Die Wirkung des Elektroschocks lag hauptsächlich darin,
daß er vergessen ließ, was sich im Kurzzeitgedächtnis befand. Eduard konnte keine unmöglichen Träume hegen. Er
konnte nicht in eine nicht vorhandene Zukunft blicken.
Seine Gedanken mußten sich auf die Vergangenheit richten,
sonst würde er am Ende wieder zurück ins Leben wollen.

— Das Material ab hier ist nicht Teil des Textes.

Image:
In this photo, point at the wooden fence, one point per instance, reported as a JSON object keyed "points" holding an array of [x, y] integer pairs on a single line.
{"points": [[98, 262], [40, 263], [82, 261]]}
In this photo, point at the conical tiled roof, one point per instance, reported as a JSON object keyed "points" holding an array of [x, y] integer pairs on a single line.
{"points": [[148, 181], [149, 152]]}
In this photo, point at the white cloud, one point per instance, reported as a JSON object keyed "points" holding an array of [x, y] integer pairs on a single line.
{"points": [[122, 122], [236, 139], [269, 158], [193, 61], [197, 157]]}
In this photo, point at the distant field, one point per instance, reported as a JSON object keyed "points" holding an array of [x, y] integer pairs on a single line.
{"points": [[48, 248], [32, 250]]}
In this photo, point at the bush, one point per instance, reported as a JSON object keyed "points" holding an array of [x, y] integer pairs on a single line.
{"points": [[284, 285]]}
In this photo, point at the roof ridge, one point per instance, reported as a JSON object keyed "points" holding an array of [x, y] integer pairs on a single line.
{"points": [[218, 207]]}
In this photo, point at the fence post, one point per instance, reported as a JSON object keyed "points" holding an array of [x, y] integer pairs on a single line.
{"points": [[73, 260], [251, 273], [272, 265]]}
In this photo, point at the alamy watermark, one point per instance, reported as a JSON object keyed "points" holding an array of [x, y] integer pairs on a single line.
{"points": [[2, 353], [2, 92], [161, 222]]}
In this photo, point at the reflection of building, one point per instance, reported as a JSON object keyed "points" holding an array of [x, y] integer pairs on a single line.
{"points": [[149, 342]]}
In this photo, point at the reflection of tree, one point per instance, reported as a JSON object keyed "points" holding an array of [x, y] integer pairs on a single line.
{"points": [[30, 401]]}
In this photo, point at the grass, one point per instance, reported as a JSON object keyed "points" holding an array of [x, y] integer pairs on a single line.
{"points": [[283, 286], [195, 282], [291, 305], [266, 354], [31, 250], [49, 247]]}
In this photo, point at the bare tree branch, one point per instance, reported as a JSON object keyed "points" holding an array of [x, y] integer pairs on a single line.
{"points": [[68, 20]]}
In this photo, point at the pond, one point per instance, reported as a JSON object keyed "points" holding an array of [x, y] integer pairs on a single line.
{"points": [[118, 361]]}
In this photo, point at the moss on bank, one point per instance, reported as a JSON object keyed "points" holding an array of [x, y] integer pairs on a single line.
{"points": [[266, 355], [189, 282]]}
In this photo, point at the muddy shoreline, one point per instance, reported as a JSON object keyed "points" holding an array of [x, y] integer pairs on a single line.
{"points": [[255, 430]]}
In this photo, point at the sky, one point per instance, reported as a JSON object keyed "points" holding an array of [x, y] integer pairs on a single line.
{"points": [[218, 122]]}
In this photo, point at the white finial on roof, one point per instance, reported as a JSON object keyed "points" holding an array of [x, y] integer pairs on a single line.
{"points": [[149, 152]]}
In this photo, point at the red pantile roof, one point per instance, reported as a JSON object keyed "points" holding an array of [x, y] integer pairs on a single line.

Um ein Uhr mittags kam Zedka in die beinahe menschenleere Krankenstation. Es war nur das Bett belegt, in dem
der junge Mann lag. Und auf einem Stuhl saß die junge
Frau.
Als sie näher kam, sah sie, daß die junge Frau sich erneut
übergeben hatte und ihr Kopf nach unten hing und hin- und
herpendelte.
Zedka wollte schon Hilfe holen, doch Veronika hob den
Kopf.
»Es ist nichts«, sagte sie. »Ich hatte wieder einen Anfall,
doch er ist schon vorbei.«
Zedka führte sie liebevoll ins Bad.
»Das ist das Bad für die Männer«, sagte das Mädchen.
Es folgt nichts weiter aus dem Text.